Self-reference unto death ("Slide," by Ken Bruen and Jason Starr)

Self-reference has been a big topic here lately, and Slide, by Ken Bruen and Jason Starr, is an absolute riot of the practice. The least of it is the epigraph to the novel's fifth chapter, a quotation from Bust, by Ken Bruen and Jason Starr.

In the book proper, the obnoxious, venal but hapless Max Fisher cokes and martinis himself into a belief that his quips belong in a book, "like those Hard Case books with those women on the covers. Max had never picked one up but man, those guys know how to use a pair of tits to sell a book." Guess who publishes Bust and Slide. (This self-reference is especially ironic. Though Bust is named for that particular part of a woman's anatomy, the Bruen and Starrs show far less flesh than most of the gloriously lurid Hard Case covers.)

And, in a jocosely creepy example, Slide fantasizes Bruen's own death. The novel's drug-addled, hysterical psychotic killer/kidnapper of a title character plots to kidnap Keith Richards for ransom, but:

Whoever this guy was, he wasn't Keith Richards. He was in his fifties, thick lips, with a scar to the right of his mouth, a button nose and blue eyes. The guy had to be fooking Irish.
...

The guy went. "Don't you know me? ... I'm a crime writer ... I've won the Macavity for – "

Slide shut him off, roared, "Ary Christ, shut the fook up or I'll remove all your fookin' cavities and your tonsils too! Are you somebody? Anyone give a damn about you?"

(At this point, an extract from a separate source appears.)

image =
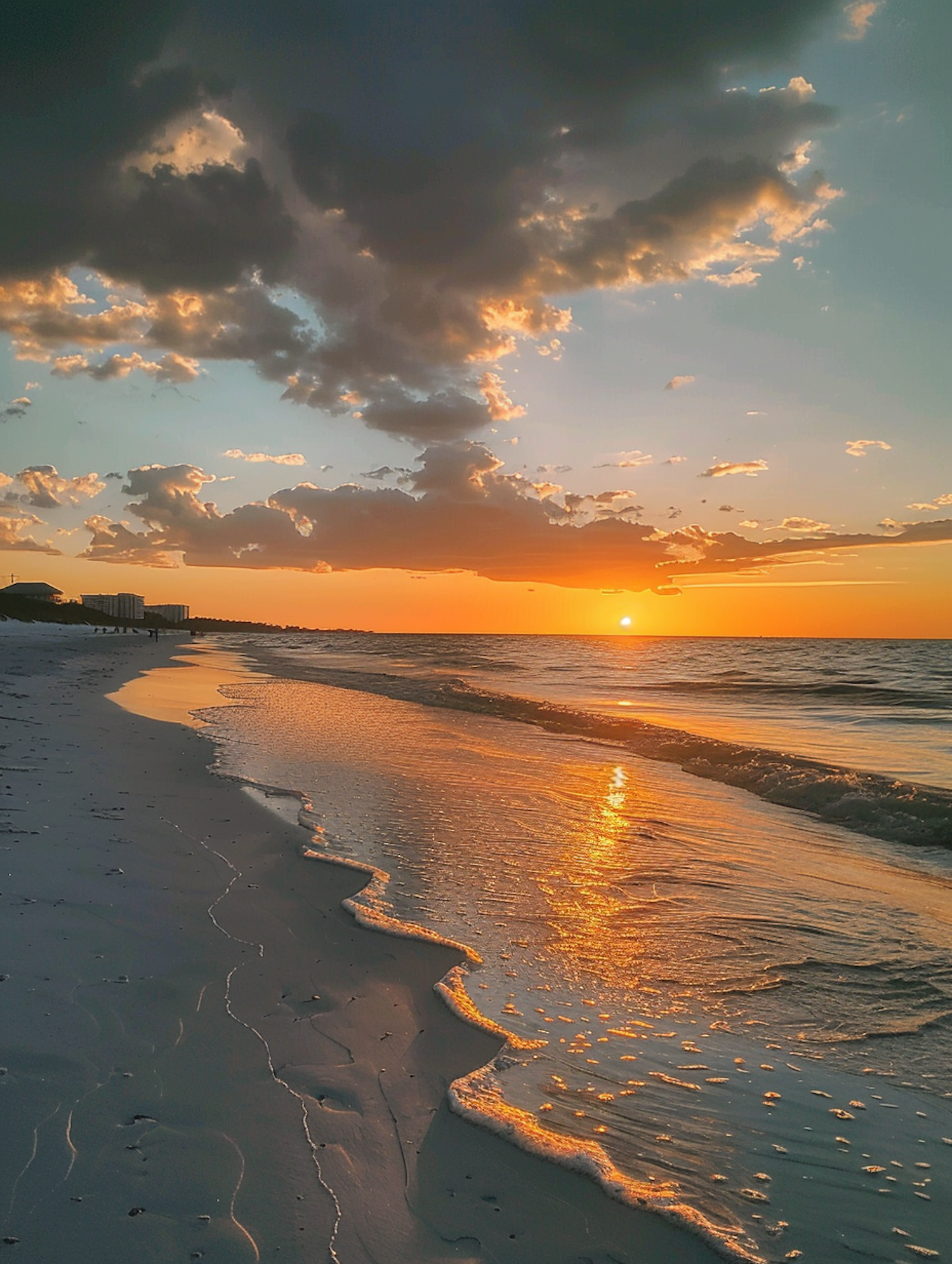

The guy looked crestfallen, stammered, "I-I got starred reviews in Publishers Weekly and Booklist ... well, maybe I caught them on an off day b-but– "

Slide gave him a slap on the mouth, said, "I don't want to hear about your bloody career. I want to hear somebody will pay cash, lots of cash to have you back.
...
The thin fook was going, "I wrote a book with another guy. Maybe he can– "

But he never got to finish as Slide lashed the crowbar into his teeth, then took out the bastard's left eye with an almighty swing. ... Slide panicked. He opened the door, kicked the body out, and went, "That should sell some books."